3dfx supporters have it made, theres only one way to get your hands on a Voodoo3, you pick what clock speed you want, 143 or 166, and buy the respective card, the 2000 or 3000. The 3dfx/STB merger left many graphics card manufacturers that relied on the sales of 3dfx products out in the cold as it left them with only one option for a competitive gaming solution, NVIDIA. Luckily the TNT2 was a success and companies like Diamond and Hercules that are primarily graphics card manufacturers could enjoy the benefits of a product that gamers wanted. On the downside, unlike the Voodoo3, you have to deal with many manufacturers making similar TNT2 based products all in competition with each other, leaving you, the consumer, like a fish out of water when it comes to which board is right for you.

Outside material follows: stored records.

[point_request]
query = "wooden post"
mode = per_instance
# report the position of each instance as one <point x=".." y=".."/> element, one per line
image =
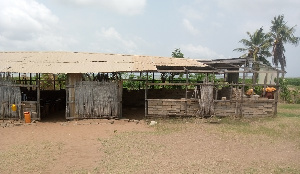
<point x="38" y="93"/>
<point x="71" y="81"/>
<point x="265" y="84"/>
<point x="54" y="82"/>
<point x="146" y="95"/>
<point x="120" y="96"/>
<point x="186" y="89"/>
<point x="30" y="81"/>
<point x="152" y="80"/>
<point x="243" y="90"/>
<point x="276" y="94"/>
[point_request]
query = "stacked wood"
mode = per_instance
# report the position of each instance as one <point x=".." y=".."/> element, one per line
<point x="249" y="108"/>
<point x="166" y="107"/>
<point x="225" y="108"/>
<point x="236" y="94"/>
<point x="97" y="99"/>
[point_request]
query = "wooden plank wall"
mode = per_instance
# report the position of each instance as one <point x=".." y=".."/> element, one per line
<point x="9" y="95"/>
<point x="97" y="99"/>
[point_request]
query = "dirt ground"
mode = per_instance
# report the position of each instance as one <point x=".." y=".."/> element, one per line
<point x="172" y="146"/>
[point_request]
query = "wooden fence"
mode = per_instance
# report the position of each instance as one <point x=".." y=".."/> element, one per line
<point x="9" y="95"/>
<point x="98" y="99"/>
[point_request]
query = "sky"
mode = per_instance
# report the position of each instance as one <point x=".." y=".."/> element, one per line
<point x="202" y="29"/>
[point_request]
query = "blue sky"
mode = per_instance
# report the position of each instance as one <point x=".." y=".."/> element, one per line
<point x="201" y="29"/>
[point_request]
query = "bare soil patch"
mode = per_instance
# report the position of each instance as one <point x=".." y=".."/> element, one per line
<point x="172" y="146"/>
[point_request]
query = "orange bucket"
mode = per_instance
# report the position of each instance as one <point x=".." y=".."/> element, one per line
<point x="27" y="117"/>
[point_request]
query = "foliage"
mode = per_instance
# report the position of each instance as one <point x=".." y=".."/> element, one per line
<point x="285" y="93"/>
<point x="293" y="81"/>
<point x="281" y="34"/>
<point x="257" y="46"/>
<point x="134" y="82"/>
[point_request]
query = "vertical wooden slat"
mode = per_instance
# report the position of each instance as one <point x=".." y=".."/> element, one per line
<point x="146" y="96"/>
<point x="38" y="93"/>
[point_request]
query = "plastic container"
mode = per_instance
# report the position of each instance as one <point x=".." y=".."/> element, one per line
<point x="27" y="117"/>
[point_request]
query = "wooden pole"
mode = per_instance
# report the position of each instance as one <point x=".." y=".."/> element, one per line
<point x="186" y="90"/>
<point x="146" y="96"/>
<point x="38" y="93"/>
<point x="54" y="82"/>
<point x="72" y="79"/>
<point x="276" y="94"/>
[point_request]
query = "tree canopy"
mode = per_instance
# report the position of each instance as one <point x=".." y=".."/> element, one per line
<point x="281" y="34"/>
<point x="259" y="43"/>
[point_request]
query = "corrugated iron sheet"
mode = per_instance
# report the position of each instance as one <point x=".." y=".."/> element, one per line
<point x="79" y="62"/>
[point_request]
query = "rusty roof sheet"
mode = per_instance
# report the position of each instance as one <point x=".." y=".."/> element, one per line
<point x="80" y="62"/>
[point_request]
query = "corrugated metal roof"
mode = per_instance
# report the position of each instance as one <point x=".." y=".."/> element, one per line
<point x="80" y="62"/>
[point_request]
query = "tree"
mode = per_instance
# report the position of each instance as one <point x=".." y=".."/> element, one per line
<point x="281" y="34"/>
<point x="257" y="46"/>
<point x="177" y="53"/>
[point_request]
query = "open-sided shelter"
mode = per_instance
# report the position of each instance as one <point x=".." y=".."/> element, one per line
<point x="102" y="95"/>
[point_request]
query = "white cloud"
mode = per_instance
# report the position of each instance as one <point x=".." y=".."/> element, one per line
<point x="201" y="52"/>
<point x="127" y="7"/>
<point x="110" y="40"/>
<point x="187" y="24"/>
<point x="191" y="13"/>
<point x="29" y="25"/>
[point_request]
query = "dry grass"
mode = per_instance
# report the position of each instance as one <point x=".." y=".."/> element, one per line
<point x="261" y="145"/>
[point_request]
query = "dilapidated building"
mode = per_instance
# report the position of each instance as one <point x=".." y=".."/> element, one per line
<point x="93" y="86"/>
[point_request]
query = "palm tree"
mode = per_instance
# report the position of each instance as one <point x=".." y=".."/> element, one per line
<point x="281" y="34"/>
<point x="257" y="46"/>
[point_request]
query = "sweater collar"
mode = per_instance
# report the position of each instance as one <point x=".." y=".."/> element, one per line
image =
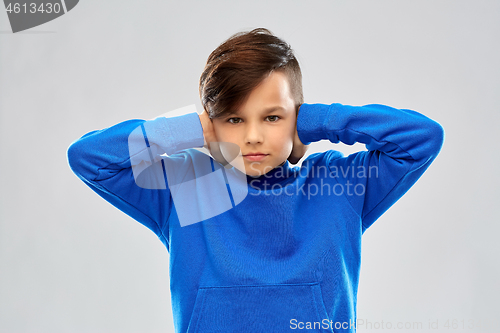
<point x="276" y="175"/>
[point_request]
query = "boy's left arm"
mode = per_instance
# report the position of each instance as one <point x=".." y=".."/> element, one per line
<point x="401" y="145"/>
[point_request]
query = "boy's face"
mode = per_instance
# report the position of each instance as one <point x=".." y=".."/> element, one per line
<point x="265" y="123"/>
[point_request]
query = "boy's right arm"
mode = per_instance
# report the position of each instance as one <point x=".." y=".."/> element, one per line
<point x="107" y="159"/>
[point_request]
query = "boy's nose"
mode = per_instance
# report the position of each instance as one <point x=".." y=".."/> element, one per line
<point x="254" y="134"/>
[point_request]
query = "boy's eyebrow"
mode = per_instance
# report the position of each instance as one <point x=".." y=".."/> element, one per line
<point x="266" y="111"/>
<point x="274" y="108"/>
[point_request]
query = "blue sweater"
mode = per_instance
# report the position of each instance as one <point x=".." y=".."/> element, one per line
<point x="285" y="257"/>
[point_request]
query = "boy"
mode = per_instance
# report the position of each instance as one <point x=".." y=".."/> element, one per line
<point x="286" y="257"/>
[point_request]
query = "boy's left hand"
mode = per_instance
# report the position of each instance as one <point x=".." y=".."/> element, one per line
<point x="299" y="149"/>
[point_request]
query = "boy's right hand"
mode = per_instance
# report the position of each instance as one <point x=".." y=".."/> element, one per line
<point x="209" y="136"/>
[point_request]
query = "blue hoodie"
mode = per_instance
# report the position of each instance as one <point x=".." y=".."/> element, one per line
<point x="285" y="256"/>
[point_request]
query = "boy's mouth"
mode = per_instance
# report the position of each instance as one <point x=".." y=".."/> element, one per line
<point x="255" y="156"/>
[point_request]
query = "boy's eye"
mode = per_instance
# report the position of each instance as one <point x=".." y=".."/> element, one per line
<point x="235" y="120"/>
<point x="229" y="120"/>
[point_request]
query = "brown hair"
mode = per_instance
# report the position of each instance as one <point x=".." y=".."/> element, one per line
<point x="240" y="63"/>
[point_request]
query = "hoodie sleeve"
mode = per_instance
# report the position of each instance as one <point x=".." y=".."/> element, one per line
<point x="400" y="143"/>
<point x="124" y="164"/>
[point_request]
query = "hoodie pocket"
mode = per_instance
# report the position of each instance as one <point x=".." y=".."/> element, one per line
<point x="259" y="308"/>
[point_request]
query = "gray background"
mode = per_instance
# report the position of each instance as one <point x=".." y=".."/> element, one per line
<point x="71" y="262"/>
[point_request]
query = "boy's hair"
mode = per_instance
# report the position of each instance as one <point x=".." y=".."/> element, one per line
<point x="239" y="64"/>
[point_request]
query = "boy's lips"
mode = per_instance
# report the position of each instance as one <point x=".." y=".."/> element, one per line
<point x="255" y="156"/>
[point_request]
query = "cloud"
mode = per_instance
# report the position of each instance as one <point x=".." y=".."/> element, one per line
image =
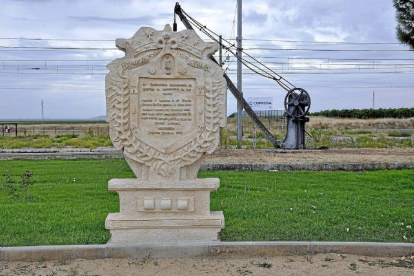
<point x="137" y="21"/>
<point x="305" y="20"/>
<point x="255" y="18"/>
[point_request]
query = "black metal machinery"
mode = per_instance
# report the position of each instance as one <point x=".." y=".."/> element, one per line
<point x="297" y="100"/>
<point x="297" y="104"/>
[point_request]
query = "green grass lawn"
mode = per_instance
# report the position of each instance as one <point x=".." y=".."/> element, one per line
<point x="69" y="201"/>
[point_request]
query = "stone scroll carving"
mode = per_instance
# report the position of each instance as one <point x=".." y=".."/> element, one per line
<point x="166" y="101"/>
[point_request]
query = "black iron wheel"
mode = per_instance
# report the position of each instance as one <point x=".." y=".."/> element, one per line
<point x="299" y="99"/>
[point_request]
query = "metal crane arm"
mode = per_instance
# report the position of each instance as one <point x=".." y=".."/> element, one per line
<point x="236" y="93"/>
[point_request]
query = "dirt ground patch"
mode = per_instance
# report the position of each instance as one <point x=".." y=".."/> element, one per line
<point x="320" y="264"/>
<point x="325" y="156"/>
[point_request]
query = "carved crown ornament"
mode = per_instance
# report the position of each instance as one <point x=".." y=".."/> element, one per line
<point x="165" y="100"/>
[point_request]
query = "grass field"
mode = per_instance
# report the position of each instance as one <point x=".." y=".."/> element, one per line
<point x="68" y="203"/>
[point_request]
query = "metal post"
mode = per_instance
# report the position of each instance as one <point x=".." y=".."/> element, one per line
<point x="220" y="52"/>
<point x="42" y="112"/>
<point x="239" y="74"/>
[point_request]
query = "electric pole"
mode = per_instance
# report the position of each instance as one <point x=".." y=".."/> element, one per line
<point x="220" y="51"/>
<point x="239" y="74"/>
<point x="43" y="118"/>
<point x="373" y="99"/>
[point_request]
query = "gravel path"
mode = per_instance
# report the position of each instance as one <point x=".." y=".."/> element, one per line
<point x="320" y="264"/>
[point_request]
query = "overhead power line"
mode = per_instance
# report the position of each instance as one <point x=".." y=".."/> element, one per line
<point x="231" y="38"/>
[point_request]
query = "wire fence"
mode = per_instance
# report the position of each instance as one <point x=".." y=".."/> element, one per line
<point x="56" y="130"/>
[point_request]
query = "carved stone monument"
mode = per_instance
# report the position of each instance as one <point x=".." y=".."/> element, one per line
<point x="166" y="103"/>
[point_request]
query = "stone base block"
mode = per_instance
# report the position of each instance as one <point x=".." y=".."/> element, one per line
<point x="152" y="213"/>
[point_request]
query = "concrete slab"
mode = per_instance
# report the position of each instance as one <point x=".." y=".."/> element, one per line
<point x="198" y="250"/>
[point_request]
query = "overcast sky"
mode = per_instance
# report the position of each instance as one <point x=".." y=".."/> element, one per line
<point x="71" y="82"/>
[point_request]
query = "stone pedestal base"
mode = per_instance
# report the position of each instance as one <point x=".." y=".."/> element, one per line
<point x="151" y="212"/>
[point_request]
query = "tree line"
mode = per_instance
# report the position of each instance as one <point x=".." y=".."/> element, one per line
<point x="367" y="113"/>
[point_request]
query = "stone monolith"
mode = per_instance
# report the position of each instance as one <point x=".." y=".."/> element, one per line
<point x="166" y="103"/>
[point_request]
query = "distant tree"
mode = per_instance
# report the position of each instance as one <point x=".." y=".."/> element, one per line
<point x="405" y="18"/>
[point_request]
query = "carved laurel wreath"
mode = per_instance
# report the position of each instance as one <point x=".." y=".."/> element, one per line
<point x="118" y="108"/>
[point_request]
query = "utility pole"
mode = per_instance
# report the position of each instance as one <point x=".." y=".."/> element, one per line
<point x="43" y="118"/>
<point x="239" y="74"/>
<point x="373" y="99"/>
<point x="220" y="51"/>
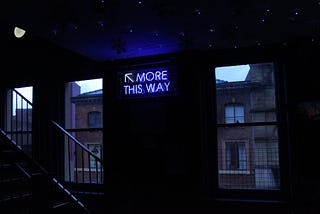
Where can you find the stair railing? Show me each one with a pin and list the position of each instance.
(17, 122)
(81, 164)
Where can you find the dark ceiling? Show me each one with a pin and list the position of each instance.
(115, 29)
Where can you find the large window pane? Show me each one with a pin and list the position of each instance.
(248, 156)
(84, 120)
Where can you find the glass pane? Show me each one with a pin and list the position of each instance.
(257, 157)
(249, 85)
(84, 110)
(83, 97)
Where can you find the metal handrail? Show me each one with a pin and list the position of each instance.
(77, 141)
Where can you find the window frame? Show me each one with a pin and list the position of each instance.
(211, 184)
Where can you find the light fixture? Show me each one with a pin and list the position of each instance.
(18, 32)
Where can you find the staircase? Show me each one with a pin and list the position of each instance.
(25, 187)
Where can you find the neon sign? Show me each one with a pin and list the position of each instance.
(147, 83)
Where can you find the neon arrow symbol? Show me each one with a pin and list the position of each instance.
(128, 77)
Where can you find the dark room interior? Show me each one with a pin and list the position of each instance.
(159, 106)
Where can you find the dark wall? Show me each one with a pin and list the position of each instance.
(157, 149)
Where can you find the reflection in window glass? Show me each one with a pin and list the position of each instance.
(248, 156)
(84, 110)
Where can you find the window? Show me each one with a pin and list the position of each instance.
(234, 113)
(94, 119)
(247, 127)
(236, 157)
(83, 119)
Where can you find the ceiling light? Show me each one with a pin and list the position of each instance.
(18, 32)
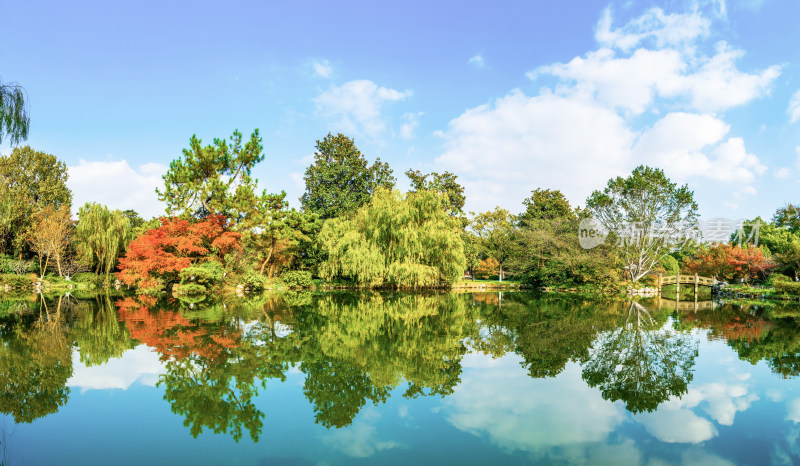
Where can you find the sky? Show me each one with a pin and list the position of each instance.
(509, 96)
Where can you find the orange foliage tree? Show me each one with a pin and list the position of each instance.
(157, 256)
(487, 268)
(730, 262)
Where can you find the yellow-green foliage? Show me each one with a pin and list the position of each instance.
(395, 239)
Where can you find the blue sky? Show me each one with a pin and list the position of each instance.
(560, 95)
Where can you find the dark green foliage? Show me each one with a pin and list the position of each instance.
(444, 183)
(340, 181)
(301, 278)
(647, 213)
(788, 287)
(254, 280)
(214, 179)
(15, 281)
(546, 204)
(14, 120)
(788, 217)
(546, 251)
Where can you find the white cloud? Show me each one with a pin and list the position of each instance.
(322, 68)
(410, 125)
(519, 143)
(677, 425)
(355, 106)
(722, 400)
(679, 142)
(139, 364)
(793, 410)
(794, 107)
(360, 440)
(117, 185)
(663, 29)
(477, 61)
(586, 127)
(626, 83)
(718, 85)
(297, 180)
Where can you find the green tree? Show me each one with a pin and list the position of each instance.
(215, 180)
(395, 239)
(442, 182)
(14, 120)
(546, 204)
(101, 236)
(495, 228)
(640, 363)
(29, 181)
(788, 217)
(340, 181)
(648, 214)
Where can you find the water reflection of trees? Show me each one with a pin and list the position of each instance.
(359, 348)
(757, 332)
(352, 348)
(35, 361)
(641, 362)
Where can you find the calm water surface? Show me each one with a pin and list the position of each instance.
(396, 379)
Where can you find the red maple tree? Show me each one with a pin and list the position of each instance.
(172, 334)
(160, 254)
(729, 262)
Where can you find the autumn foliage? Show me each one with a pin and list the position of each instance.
(172, 334)
(729, 262)
(160, 254)
(487, 268)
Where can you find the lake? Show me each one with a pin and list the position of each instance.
(393, 378)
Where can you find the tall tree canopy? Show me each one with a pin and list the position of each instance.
(395, 239)
(546, 204)
(29, 181)
(648, 213)
(788, 217)
(442, 182)
(340, 181)
(495, 228)
(214, 180)
(14, 120)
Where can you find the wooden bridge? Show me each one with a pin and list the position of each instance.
(691, 280)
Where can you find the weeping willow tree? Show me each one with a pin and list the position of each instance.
(395, 239)
(101, 235)
(14, 120)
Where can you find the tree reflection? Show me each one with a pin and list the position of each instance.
(547, 332)
(640, 362)
(213, 363)
(100, 336)
(360, 347)
(35, 363)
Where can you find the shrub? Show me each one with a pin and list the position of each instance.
(669, 264)
(790, 288)
(300, 278)
(16, 281)
(777, 277)
(188, 289)
(254, 280)
(487, 268)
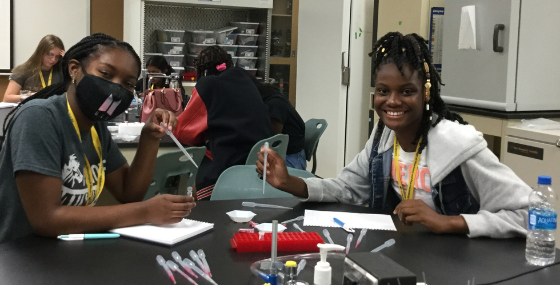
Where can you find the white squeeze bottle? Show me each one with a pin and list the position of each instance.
(323, 270)
(540, 248)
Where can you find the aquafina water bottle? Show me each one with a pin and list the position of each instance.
(540, 248)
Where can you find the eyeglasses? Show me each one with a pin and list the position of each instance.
(56, 56)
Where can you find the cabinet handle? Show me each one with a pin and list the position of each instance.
(497, 29)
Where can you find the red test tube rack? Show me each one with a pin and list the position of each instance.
(292, 241)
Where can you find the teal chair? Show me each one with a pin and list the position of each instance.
(314, 129)
(171, 167)
(243, 182)
(278, 143)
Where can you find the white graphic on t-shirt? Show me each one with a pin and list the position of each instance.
(71, 172)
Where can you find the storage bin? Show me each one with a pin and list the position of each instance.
(201, 37)
(175, 60)
(246, 62)
(225, 36)
(170, 48)
(247, 40)
(245, 27)
(174, 36)
(195, 48)
(190, 59)
(149, 55)
(249, 51)
(231, 49)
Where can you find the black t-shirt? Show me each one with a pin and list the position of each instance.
(282, 110)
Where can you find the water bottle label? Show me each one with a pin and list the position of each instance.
(542, 220)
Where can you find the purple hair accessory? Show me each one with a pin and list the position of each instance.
(221, 67)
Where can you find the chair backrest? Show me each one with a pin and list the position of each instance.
(278, 143)
(314, 129)
(169, 169)
(243, 182)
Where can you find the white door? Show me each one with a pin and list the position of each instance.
(327, 29)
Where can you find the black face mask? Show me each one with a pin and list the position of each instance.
(100, 99)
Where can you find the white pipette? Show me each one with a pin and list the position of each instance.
(328, 236)
(384, 245)
(348, 241)
(169, 133)
(252, 204)
(293, 220)
(265, 161)
(362, 234)
(176, 268)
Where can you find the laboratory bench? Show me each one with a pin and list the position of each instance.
(443, 258)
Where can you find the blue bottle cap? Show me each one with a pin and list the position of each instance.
(545, 180)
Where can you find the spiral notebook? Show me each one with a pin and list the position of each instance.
(168, 234)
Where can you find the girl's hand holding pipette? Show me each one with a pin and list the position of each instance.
(152, 127)
(277, 174)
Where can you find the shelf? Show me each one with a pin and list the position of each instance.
(281, 60)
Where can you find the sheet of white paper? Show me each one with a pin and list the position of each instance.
(467, 29)
(352, 220)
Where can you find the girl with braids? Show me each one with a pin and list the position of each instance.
(39, 71)
(225, 113)
(54, 166)
(422, 161)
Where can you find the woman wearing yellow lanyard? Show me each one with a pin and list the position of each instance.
(42, 69)
(54, 168)
(422, 161)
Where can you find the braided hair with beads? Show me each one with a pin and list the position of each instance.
(84, 51)
(411, 49)
(209, 59)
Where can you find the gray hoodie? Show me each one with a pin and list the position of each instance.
(503, 197)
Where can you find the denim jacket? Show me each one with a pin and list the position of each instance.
(451, 196)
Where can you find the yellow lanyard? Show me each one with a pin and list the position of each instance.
(412, 176)
(43, 79)
(91, 200)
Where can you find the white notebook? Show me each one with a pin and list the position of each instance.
(168, 234)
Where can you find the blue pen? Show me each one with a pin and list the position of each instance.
(87, 236)
(341, 223)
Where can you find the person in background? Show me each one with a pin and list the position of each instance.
(285, 120)
(42, 69)
(58, 155)
(158, 64)
(225, 113)
(422, 162)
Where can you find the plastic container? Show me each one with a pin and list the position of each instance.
(170, 48)
(247, 62)
(231, 49)
(175, 60)
(249, 51)
(245, 27)
(295, 241)
(174, 36)
(540, 249)
(195, 48)
(225, 36)
(247, 40)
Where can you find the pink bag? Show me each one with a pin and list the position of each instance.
(165, 98)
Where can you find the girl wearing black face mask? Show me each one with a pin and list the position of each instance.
(67, 157)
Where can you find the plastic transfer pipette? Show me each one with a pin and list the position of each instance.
(362, 234)
(176, 268)
(169, 133)
(198, 261)
(384, 245)
(293, 220)
(328, 236)
(265, 160)
(161, 262)
(198, 271)
(252, 204)
(348, 241)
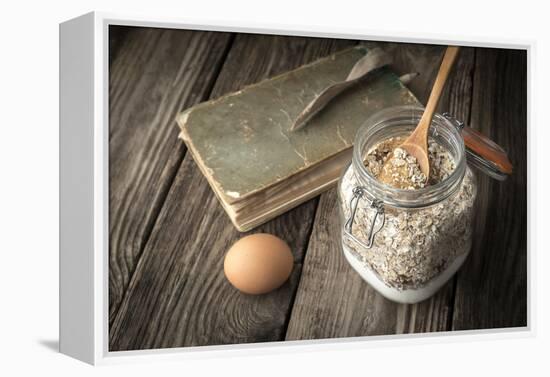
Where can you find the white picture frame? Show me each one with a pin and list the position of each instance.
(84, 192)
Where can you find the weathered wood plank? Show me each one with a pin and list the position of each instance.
(492, 286)
(156, 74)
(332, 300)
(178, 295)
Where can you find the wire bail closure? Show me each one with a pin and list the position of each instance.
(376, 204)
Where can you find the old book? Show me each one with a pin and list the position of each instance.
(257, 167)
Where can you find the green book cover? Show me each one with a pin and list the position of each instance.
(242, 141)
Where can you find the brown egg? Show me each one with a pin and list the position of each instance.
(258, 263)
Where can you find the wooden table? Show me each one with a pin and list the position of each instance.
(169, 234)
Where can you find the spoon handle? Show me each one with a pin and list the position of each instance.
(446, 65)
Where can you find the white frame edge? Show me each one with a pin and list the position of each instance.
(84, 172)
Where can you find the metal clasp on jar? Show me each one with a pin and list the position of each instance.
(377, 205)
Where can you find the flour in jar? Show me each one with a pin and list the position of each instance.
(414, 245)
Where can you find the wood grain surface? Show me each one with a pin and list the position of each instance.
(179, 286)
(492, 285)
(168, 233)
(156, 74)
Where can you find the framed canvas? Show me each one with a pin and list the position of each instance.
(179, 170)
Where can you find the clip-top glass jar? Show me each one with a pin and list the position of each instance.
(406, 243)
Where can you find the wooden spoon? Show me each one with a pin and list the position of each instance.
(417, 143)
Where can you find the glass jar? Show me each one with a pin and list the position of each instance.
(406, 243)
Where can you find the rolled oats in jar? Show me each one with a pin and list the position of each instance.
(408, 238)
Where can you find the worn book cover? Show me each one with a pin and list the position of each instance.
(243, 144)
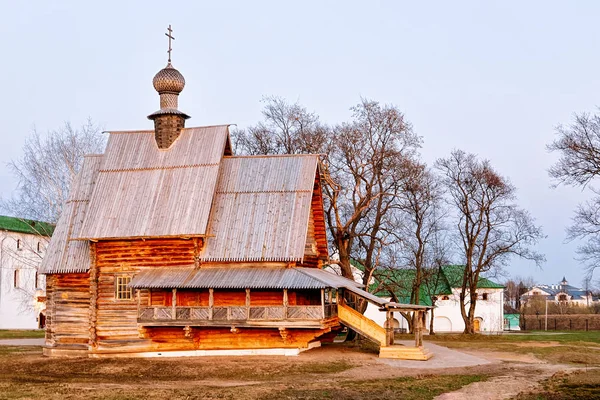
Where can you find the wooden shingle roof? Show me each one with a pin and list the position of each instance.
(246, 208)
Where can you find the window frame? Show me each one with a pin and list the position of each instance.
(17, 278)
(121, 288)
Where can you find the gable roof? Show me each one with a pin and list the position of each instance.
(261, 208)
(439, 283)
(246, 208)
(454, 275)
(22, 225)
(143, 191)
(65, 255)
(238, 278)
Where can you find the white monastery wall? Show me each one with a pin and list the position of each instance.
(447, 317)
(20, 257)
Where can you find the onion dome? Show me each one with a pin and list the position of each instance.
(168, 80)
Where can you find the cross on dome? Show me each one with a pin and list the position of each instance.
(171, 37)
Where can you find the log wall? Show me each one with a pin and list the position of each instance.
(117, 319)
(67, 310)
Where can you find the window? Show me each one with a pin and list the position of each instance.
(122, 292)
(16, 278)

Unlike motherboards, TNT2 based graphics cards are not as tailored to a particular users needs as manufacturers would like them to be. The fact of the matter is that most TNT2s are the same, the main differences being default clock speed, cooling methods, overclocking potential, drivers/support, and software bundle. The latter is probably one of the least important factors youll have to take into consideration, as the value of a software bundle is a very subjective factor in any buying decision involving a video card. Luckily there is a solution, AnandTech rounded up a handful of the most popular TNT2 based boards, regardless of clock speed, and used them as both a helpful aid and example of what to look for in a TNT2 board. With the amount of OEMs out there manufacturing TNT2 based products, a comparison of every last TNT2 board would be a little overboard, however with a little extrapolation on the part of you, the consumer, making a buying decision based on the performance of the boards compared here shouldnt be a difficult task.
Without further ado, lets get to the roundup
Not unlike your favorite scoop of ice cream, the TNT2 is available in a few distinct flavors. The most basic distinction between TNT2 boards is the clock of the chip itself, the NVIDIA definition of the TNT2 states that it should operate at a default clock frequency of 125MHz with a memory clock of 150MHz. The standard TNT2 is available in two configurations, both clocked at the same 125/150 frequency (core speed/memory speed), the 16MB and 32MB versions. Although there is a large debate over the benefits of 16MB of local graphics memory on your TNT2 versus 32MB, the answer to the question can be found in the outcome of a similar debate that took place with the Voodoo2 about a year ago.